Property-Based Testing with Hypothesis

Find edge cases automatically by generating inputs:

  pip install hypothesis
  
  from hypothesis import given, strategies as st

@given(st.integers(), st.integers())
def test_add_commutative(a, b):
    assert add(a, b) == add(b, a)

@given(st.text(min_size=1, max_size=100))
def test_slug_never_empty(s):
    result = slugify(s)
    assert len(result) > 0
  

Hypothesis shrinks failing examples to the minimal case that breaks your code — invaluable for parsing and validation logic.

Testing Exceptions

  def test_invalid_input():
    with pytest.raises(ValueError) as exc_info:
        parse_age("not-a-number")
    assert "invalid" in str(exc_info.value).lower()
  

Monkeypatch vs Mock

monkeypatch is pytest’s built-in way to temporarily change attributes:

  def test_env_var(monkeypatch):
    monkeypatch.setenv("API_KEY", "test-key")
    assert get_api_key() == "test-key"

def test_disable_feature(monkeypatch):
    monkeypatch.setattr("myapp.config.FEATURE_ENABLED", False)
    assert process() == "disabled"
  

Prefer monkeypatch for simple replacements; use unittest.mock or pytest-mock for complex call verification.

Snapshot Testing

Capture expected output and detect unintended changes:

  pip install syrupy
  
  def test_render_html(snapshot):
    html = render_user_page({"name": "Alice"})
    assert html == snapshot
  

First run saves the snapshot; subsequent runs compare against it.

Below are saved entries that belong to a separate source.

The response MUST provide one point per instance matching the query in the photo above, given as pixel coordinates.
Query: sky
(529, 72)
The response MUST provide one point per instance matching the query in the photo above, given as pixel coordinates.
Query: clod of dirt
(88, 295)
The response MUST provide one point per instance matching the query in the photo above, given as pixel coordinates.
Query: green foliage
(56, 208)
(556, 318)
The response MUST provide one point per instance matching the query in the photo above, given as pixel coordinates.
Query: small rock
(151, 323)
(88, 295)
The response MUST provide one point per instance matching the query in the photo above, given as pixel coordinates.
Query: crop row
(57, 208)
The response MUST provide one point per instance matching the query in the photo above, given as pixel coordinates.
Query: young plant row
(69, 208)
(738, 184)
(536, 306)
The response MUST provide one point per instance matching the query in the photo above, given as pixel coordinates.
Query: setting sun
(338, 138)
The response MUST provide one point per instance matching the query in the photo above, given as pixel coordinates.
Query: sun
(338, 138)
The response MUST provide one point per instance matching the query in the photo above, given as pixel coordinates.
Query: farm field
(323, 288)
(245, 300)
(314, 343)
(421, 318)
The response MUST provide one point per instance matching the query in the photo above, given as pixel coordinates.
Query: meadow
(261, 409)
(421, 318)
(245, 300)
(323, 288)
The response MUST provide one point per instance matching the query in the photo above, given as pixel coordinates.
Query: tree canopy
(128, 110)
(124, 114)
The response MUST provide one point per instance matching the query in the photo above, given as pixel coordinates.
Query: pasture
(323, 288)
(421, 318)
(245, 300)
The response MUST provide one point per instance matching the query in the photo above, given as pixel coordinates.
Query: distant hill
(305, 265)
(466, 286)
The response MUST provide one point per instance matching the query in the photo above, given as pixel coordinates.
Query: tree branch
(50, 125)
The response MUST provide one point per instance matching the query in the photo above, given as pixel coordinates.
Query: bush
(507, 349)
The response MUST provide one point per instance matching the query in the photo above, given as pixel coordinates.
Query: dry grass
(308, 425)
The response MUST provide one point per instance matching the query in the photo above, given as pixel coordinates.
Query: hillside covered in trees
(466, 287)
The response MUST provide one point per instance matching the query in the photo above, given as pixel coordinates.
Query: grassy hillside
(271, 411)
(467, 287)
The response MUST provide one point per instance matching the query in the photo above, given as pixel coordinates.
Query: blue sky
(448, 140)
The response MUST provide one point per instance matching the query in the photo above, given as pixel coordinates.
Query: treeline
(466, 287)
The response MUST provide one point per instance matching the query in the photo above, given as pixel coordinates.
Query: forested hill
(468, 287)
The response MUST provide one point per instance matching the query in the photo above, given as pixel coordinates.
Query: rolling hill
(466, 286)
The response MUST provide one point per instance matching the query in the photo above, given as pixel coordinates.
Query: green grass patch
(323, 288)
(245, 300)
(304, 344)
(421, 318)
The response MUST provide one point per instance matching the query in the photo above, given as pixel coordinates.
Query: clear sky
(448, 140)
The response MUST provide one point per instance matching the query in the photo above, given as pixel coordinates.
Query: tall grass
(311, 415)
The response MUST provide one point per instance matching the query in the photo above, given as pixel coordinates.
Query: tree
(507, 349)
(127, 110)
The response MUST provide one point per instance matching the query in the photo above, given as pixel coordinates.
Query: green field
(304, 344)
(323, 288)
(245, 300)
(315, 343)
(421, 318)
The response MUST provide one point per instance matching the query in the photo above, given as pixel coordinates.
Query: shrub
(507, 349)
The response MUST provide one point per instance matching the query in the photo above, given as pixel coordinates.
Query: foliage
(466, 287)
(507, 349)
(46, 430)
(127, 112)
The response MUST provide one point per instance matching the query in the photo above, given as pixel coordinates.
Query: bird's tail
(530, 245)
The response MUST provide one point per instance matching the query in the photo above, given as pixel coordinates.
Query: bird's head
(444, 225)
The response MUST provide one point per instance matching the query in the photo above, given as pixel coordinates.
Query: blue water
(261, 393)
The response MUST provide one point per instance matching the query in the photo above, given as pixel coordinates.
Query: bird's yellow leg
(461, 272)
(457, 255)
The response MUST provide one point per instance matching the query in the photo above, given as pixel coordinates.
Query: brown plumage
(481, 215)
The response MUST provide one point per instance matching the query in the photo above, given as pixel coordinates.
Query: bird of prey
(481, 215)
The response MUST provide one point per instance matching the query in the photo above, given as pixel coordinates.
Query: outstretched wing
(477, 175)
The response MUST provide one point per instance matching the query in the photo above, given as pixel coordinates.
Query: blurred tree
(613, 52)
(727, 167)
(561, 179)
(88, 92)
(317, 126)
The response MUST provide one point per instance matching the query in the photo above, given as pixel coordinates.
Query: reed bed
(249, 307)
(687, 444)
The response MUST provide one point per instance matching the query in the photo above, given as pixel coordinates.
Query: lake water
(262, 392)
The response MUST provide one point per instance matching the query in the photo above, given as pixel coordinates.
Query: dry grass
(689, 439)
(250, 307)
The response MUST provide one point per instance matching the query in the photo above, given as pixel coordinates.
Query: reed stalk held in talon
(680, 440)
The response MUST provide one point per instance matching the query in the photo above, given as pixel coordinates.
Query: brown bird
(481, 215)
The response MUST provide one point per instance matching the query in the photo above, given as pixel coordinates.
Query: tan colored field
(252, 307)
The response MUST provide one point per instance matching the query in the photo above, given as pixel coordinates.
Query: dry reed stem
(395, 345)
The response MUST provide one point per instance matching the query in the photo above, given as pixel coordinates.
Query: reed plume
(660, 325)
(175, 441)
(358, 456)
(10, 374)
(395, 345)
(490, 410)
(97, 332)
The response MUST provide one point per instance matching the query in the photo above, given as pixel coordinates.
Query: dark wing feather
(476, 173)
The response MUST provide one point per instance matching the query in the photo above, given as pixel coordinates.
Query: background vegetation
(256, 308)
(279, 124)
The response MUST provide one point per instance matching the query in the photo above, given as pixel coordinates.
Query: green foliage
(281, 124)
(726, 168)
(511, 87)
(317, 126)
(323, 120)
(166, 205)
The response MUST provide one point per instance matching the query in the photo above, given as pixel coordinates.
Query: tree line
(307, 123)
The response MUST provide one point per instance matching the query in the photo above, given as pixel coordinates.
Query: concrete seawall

Test Organization at Scale

  tests/
├── conftest.py
├── factories.py         # shared factory functions
├── unit/                # fast, no I/O
│   └── test_*.py
├── integration/         # DB, HTTP, file system
│   └── test_*.py
└── e2e/                 # full application flows
    └── test_*.py
  

Pyramid guideline: many unit tests, fewer integration tests, minimal e2e tests.

CI Integration

  # .github/workflows/test.yml
name: Tests
on: [push, pull_request]
jobs:
  test:
    runs-on: ubuntu-latest
    steps:
      - uses: actions/checkout@v4
      - uses: actions/setup-python@v5
        with:
          python-version: "3.12"
      - run: pip install -e ".[dev]"
      - run: pytest -m "not integration" --cov=src --cov-fail-under=80
      - run: pytest -m integration  # optional separate job with services
  

Debugging Failed Tests

  pytest tests/test_api.py::test_create_user -v   # single test
pytest --lf                                      # re-run last failures
pytest -x                                        # stop on first failure
pytest --pdb                                     # drop into debugger on failure
  

Common Pitfalls

  1. Fixture scope too wide — session-scoped mutable state leaks between tests
  2. Testing private methods — test public behavior instead
  3. Over-mocking — mock at boundaries (HTTP, DB), not internal functions
  4. Flaky tests — avoid time-dependent assertions; use freezegun for dates
  5. Slow test suite — parallelize with xdist, mark slow tests, use in-memory DB

Advanced testing is what separates hobby projects from maintainable production codebases.